Big Data in Education: Security and Privacy Issues


In the hype behind Big Data it is easy to forget questions of security and privacy. This is a sensitive issue in education as it involves the privacy of minors’ data and in many countries data laws are being updated or in need of changes to adapt to problems posed by data mining.

While Educational Data Management (“EDM”) companies point out that educational apps assisted by data analysis allow children to be treated individually and taught at their own pace, many question if such techniques are necessary as news of data breaches continue to make headlines. Indeed some point out that individualized learning styles have been part of pedagogical approaches since long before mass data analysis techniques were developed.

So as McKinsey reports that data created in the EDM industry has the potential to produce up to $1,180bn globally per annum[1], with consumer products being the only other sector where data has more potential economic value, the question to be asked is if it is possible to take on board improvements from EDM while minimizing the amount of sensitive information put at risk and not compromising teachers’ roles as educators and innovators.

Data Privacy Legislation

In most countries data protection legislation was put in place as floppy disks were coming into vogue and did not foresee a world where, for instance, metadata can be created on individuals for marketing purposes. As a result, many governments have been putting legislation in place in recent years to deal with these new challenges.

In the US amendments have been made to improve the data security provisions of the FERPA Act (1974). According to advocacy group the Data Quality Campaign, 182 data-privacy bills were introduced in 46 states in 2015 alone, with 15 of those states passing 28 laws [2]. Proposed new laws tackle problems arising from data mining and 3rd parties using student data for marketing and add in strict requirements regarding security, encryption, reporting data risk on a regular basis and how and when breaches must be reported.

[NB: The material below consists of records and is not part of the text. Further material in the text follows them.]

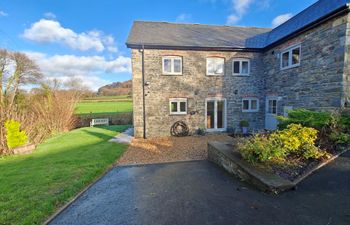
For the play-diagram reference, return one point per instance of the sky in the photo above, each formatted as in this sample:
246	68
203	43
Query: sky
85	39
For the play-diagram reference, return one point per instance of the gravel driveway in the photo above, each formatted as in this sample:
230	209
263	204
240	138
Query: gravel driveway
169	149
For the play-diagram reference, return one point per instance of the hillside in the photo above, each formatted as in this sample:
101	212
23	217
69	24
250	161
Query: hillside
116	88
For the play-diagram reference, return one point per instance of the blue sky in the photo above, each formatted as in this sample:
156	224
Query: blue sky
84	39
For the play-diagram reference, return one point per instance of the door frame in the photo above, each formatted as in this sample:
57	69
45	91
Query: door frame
276	98
215	99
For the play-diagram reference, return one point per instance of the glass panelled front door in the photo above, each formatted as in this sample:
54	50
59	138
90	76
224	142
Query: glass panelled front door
216	114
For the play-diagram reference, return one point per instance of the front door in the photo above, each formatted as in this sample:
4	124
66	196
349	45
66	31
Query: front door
216	114
271	113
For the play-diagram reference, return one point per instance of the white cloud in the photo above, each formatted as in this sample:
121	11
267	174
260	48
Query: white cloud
50	15
240	8
50	31
281	19
2	13
85	68
183	17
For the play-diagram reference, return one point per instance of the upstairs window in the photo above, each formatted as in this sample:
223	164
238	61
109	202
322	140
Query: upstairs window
215	66
291	57
178	106
172	65
241	67
250	105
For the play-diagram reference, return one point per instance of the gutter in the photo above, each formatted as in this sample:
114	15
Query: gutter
194	48
340	11
143	92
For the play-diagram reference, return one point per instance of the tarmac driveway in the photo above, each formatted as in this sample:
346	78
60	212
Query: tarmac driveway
198	192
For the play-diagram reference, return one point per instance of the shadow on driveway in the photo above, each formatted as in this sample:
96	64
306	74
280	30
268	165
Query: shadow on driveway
200	193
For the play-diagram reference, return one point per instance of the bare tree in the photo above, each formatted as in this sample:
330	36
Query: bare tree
16	70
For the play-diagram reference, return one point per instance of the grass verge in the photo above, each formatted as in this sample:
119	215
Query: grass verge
34	186
84	108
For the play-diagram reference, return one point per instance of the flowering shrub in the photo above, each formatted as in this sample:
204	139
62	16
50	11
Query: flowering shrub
14	136
294	140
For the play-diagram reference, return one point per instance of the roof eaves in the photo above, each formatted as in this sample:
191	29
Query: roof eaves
341	10
197	48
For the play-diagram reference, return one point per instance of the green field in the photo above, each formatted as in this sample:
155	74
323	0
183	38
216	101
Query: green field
34	186
104	105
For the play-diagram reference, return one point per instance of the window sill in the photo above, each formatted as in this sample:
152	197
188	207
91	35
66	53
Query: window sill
178	114
290	67
250	111
172	74
214	75
241	75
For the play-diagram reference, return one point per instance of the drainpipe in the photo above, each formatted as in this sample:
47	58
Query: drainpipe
143	92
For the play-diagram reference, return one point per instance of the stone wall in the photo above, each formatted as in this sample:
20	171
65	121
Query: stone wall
318	82
346	76
196	86
321	82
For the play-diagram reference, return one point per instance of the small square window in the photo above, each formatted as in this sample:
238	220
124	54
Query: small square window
182	106
172	65
272	107
215	66
250	105
177	65
296	56
245	67
167	65
291	57
173	106
285	59
241	67
178	106
236	68
254	104
245	104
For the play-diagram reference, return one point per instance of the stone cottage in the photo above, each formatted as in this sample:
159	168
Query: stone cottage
212	77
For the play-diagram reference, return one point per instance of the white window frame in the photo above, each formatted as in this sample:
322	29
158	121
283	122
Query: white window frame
214	74
250	99
240	60
178	101
289	50
171	58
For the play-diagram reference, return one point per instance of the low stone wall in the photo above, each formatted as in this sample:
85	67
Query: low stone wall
114	119
224	156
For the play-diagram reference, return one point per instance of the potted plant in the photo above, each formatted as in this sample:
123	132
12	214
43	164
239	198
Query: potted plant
244	124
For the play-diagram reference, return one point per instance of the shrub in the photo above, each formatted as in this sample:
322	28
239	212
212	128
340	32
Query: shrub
307	118
297	140
340	137
244	123
14	136
260	149
294	140
344	121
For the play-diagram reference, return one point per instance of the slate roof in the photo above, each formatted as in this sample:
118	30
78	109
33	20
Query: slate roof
163	34
311	14
193	35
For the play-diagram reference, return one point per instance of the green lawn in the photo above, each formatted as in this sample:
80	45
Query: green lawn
34	186
103	107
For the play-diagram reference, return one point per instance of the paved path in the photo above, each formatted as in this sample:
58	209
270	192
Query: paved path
200	193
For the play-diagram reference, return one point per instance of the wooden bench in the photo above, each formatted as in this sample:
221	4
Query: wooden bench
95	122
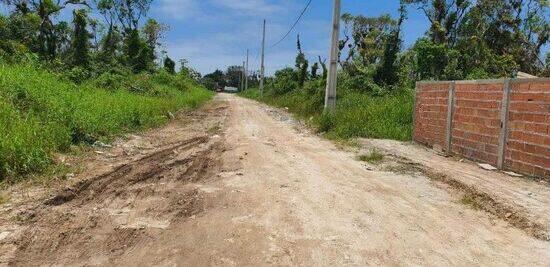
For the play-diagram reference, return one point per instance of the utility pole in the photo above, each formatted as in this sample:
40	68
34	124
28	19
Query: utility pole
243	76
330	94
246	72
262	68
240	82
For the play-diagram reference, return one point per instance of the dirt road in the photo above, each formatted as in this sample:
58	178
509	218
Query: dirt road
239	183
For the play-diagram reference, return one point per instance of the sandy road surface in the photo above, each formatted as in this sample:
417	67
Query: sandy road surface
241	185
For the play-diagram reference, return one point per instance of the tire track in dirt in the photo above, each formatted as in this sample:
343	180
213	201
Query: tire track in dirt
98	218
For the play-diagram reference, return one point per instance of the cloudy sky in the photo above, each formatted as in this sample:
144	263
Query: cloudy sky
214	34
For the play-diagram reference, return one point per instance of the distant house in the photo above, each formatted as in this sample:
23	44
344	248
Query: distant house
229	89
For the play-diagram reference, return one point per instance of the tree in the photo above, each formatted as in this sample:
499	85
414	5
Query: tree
214	79
170	65
445	17
386	74
130	12
137	52
314	69
301	65
233	75
81	39
153	32
323	64
369	36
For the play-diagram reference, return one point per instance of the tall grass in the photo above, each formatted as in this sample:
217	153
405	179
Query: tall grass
41	114
357	114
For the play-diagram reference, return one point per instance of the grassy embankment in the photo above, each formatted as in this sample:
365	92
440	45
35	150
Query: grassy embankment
357	115
42	113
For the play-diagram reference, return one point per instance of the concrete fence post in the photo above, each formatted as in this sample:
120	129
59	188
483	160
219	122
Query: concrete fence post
503	136
450	111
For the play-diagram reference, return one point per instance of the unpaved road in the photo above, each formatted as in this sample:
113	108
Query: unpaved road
241	184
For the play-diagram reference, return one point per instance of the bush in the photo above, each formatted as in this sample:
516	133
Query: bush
41	114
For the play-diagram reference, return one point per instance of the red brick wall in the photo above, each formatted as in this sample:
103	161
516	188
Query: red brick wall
431	113
476	121
528	146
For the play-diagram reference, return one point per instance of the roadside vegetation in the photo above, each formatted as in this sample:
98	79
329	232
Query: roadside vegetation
67	83
377	75
374	156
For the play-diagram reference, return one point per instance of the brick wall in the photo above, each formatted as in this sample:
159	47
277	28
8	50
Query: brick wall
477	111
528	146
430	116
476	121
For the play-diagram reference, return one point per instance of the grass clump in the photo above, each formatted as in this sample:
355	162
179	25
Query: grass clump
42	113
374	156
358	114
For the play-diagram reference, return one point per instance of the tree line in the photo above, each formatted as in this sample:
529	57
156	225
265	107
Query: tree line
119	38
466	39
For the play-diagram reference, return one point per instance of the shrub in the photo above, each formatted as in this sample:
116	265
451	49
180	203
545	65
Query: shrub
41	114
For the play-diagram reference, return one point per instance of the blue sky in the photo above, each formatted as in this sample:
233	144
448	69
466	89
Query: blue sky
215	34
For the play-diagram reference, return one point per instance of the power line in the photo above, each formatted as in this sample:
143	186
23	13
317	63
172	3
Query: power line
294	25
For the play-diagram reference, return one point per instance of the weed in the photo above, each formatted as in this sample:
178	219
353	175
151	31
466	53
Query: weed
469	200
373	157
4	199
41	114
357	114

Meanwhile, in May 2016, the European Union General Data Protection Regulation (GDPR) was adopted, putting in place strict provisions in relation to issues caused by data mining. According to online journal Internet Policy Review[3] the implications for education are generally positive and, although school student data is not explicitly protected, the new legislation explicitly protects children of 18 years or under and their data. However the London-based NGO, Privacy International, claims that amendments to the GDPR were inserted on a “copy and paste” basis directly from lobby papers produced by major US-based IT companies[4].

Data Risk Management

All this new legislation depends heavily upon strong risk management, people’s awareness of their rights and adequate training being put in place to educate staff on risks. Consultancy firm Booz Allen Hamilton[5] claim that many firms simply ensure compliance with legal requirements rather than putting effective risk management in place. Key risk factors to consider include sufficient budgeting and resources and ensuring communication within organisations and with data vendors runs smoothly.

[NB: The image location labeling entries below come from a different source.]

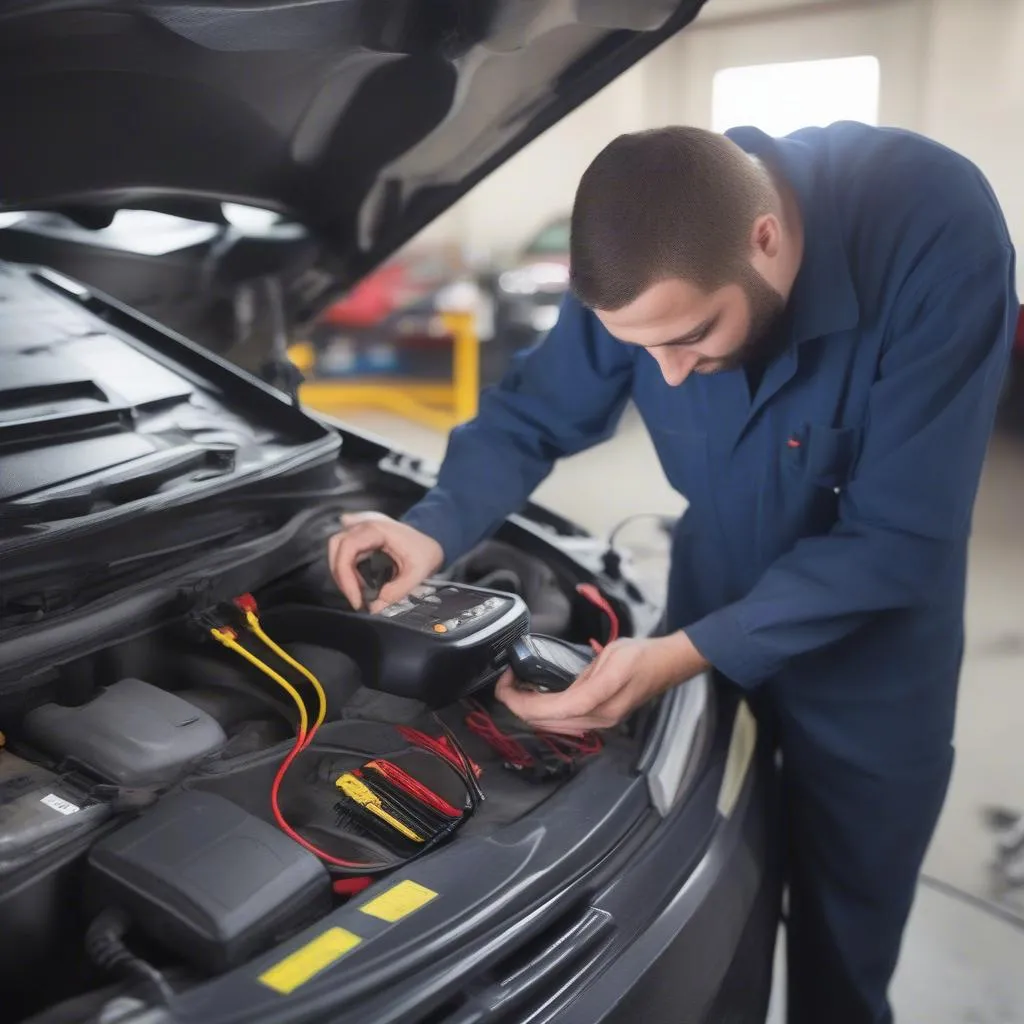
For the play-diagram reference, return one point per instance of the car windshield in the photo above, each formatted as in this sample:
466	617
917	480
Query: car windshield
554	239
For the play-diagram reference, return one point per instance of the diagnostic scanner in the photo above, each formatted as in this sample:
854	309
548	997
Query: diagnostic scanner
546	664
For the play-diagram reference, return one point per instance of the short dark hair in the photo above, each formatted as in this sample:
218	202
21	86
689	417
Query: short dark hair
668	203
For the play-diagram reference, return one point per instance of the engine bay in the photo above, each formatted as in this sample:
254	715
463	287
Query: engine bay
180	801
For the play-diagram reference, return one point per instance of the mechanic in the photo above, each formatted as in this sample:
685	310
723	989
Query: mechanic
814	330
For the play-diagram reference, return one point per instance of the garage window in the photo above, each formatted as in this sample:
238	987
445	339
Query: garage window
781	97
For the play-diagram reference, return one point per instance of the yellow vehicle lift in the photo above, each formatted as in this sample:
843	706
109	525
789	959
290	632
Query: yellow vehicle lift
439	404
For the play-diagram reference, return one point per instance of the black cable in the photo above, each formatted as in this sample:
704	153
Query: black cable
665	521
105	946
475	793
978	902
611	560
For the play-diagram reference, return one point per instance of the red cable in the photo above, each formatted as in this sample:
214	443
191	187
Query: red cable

With 3rd party vendors the costs of breaches are a lot more difficult to estimate than when data is kept in house and therefore more difficult to insure[6]. Booz Allen Hamilton also notes that while firms typically risk assess 3rd parties correctly when they appoint them, they claim that many firms do not re-assess or monitor vendors thereafter to ensure data security is maintained. Other areas for improvement include due diligence of agreements with 3rd parties, understanding what information 3rd parties have access to and keeping up to date with information on cyber threats.

But with all these considerations the most important ones may be very basic ones, such as ensuring any use of devices outside of the office adheres to strict security measures, while personal use of devices is limited. Indeed according to the UK’s Information Commissioner’s Office (“ICO”), the largest cause of data incidents in education is theft or loss of unencrypted devices[7].

Effects of Data Breaches

When risk management fails the main questions are what the typical costs of data breaches are, if security is working and if it is cost effective enough. According to an IBM sponsored 2015 study by the Ponemon Institute[8] educational data breaches cost on average $300 per lost or stolen record. However according to an analysis on[9] comparing Ponemon Institute’s numbers with statistics from Identity Theft Resource Center, firms are “spending too much on security that isn’t working”.

The ramifications of data breaches can be more severe than just financial losses. The reputation of an institution or body can be ruined and if data leaked contains sensitive information about pupils’ learning difficulties it could be used for cyberbullying. However higher education tends to be the most vulnerable segment as in most countries universities are not centralized and information contained on students can often be of a more sensitive nature, such as financial details or social security numbers. In the US higher level education accounts for 35% of all educational data breaches[10].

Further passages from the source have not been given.